The novel, received by the critics with temperate approval, was published by Hutchinson, the three-book contract with Unwin, to Maugham’s relief, having finally expired. The Hero, for which an advance of £75 was paid, was the first of Maugham’s works to bear on its cover the Moorish sign against the evil eye, adopted by his father, Robert Maugham, after his travels in the Near East, and which was famously to become Somerset Maugham’s insignia—in this case unfortunately printed upside down.
Before writing The Hero, Maugham had finished another novel, one for which yet again he had experienced considerable difficulty in finding a publisher. The problem was, as before, that Maugham’s work was earning a reputation for impropriety, his content considered too sexually explicit, with the consequence that publishers were beginning to regard him as a risky proposition.
With the new work, Mrs. Craddock, he was again sailing very close to the wind: not only was the subject, of female sexual desire, considered shocking, but the language, too, was found offensively frank. Publisher after publisher turned it down, including the prestigious William Heinemann; fortunately, however, the renowned critic Robertson Nicoll, a partner at Hodder & Stoughton, recognized the book’s quality, and while acknowledging its unsuitability for his own imprint persuaded the more adventurous Heinemann to reconsider. This time it was read by the head of the firm himself, who agreed to take it on condition that some particularly inflammatory passages were excised. That the new novel was considered dangerously risqué had little effect in bridling Maugham, and more than a quarter of a century later the French critic Paul Dottin wrote, “Maugham will doubtless39 be recognised in time as one of the novelists who have contributed most to removing from the English literary vocabulary the word ‘improper.’”
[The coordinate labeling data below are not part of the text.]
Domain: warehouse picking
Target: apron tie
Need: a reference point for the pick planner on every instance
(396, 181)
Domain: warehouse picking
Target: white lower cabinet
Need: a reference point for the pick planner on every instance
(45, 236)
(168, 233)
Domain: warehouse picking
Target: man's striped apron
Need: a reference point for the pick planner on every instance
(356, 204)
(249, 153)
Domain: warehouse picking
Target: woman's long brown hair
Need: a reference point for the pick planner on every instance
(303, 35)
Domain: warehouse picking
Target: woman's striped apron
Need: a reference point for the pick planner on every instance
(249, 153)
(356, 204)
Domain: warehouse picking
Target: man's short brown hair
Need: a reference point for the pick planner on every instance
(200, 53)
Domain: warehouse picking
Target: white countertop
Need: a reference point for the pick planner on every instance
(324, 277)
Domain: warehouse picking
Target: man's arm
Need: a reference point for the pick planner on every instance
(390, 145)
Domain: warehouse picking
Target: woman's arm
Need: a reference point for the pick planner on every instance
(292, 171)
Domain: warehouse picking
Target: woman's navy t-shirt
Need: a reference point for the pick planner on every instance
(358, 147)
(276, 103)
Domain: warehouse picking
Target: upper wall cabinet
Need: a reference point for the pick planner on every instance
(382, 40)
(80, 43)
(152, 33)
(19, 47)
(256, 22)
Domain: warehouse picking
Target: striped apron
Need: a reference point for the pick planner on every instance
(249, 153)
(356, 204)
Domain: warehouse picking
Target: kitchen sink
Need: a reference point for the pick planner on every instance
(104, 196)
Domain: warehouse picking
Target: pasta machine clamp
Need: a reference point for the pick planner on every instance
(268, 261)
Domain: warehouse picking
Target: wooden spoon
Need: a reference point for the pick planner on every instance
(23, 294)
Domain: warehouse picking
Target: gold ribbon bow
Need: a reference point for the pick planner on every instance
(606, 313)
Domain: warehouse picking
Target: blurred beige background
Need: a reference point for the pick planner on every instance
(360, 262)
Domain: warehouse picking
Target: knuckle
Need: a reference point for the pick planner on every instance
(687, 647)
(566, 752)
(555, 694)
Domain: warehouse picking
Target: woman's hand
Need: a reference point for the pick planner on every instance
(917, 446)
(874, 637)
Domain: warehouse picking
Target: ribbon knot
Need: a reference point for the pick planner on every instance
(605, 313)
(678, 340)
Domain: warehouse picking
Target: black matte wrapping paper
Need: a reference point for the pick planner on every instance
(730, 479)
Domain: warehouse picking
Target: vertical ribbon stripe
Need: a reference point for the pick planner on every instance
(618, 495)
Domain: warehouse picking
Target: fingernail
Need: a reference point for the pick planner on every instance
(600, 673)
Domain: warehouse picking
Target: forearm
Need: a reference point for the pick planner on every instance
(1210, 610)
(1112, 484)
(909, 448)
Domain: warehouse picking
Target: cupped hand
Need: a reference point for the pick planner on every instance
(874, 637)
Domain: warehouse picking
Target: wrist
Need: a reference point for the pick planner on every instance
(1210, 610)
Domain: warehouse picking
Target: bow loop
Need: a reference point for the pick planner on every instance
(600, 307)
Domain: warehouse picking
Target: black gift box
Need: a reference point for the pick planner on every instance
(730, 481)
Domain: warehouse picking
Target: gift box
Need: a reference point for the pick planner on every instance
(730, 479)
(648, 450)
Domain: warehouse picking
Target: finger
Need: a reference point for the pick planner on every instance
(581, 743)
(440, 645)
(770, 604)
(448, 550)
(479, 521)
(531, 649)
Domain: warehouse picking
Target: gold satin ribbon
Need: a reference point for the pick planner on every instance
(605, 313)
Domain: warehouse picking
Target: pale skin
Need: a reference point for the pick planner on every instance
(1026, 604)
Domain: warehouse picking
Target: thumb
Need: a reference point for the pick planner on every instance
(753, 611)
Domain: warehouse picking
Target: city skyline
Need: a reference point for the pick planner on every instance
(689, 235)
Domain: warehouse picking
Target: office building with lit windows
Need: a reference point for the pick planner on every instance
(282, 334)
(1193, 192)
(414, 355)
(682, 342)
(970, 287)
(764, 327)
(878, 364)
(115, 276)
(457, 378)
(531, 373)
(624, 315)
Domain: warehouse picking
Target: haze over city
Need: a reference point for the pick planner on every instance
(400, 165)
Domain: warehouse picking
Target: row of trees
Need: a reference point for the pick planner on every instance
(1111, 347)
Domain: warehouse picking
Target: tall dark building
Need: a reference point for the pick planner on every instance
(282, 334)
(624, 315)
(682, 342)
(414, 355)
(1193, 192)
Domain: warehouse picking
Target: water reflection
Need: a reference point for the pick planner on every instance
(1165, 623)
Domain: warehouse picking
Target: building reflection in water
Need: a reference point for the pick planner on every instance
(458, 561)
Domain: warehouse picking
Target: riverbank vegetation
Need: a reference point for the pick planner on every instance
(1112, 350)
Mrs. Craddock is a fascinating novel, the most mature and sophisticated of Maugham’s work to date. The story tells of Bertha Ley, a rich and beautiful young woman, cultured and well read, who marries one of the tenant farmers on her Kentish estate. Edward Craddock is strikingly handsome, and it is some while before the passionate Bertha realizes that although decent and well-meaning, he is also stupid, complacent, and sexually passive. The marriage quickly deteriorates, Bertha’s distaste for her husband intensified after she meets a charming young cad, Gerald Vaudrey, for whom she conceives an intense infatuation. When Vaudrey throws her over, Bertha, heartbroken and humiliated, returns home, where Edward is touchingly pleased to see her. His feelings, however, are now a matter of indifference to his wife, as is his death, which occurs shortly afterward as the result of a hunting accident. The novel ends with Bertha finally grieving, not for the loss of her husband, but for the loss of the love she had for him; and with this understanding comes a sense of freedom, the last scene Bertha settling down quietly by the fire to read her book, in tranquil preparation for whatever the next stage of her life may bring.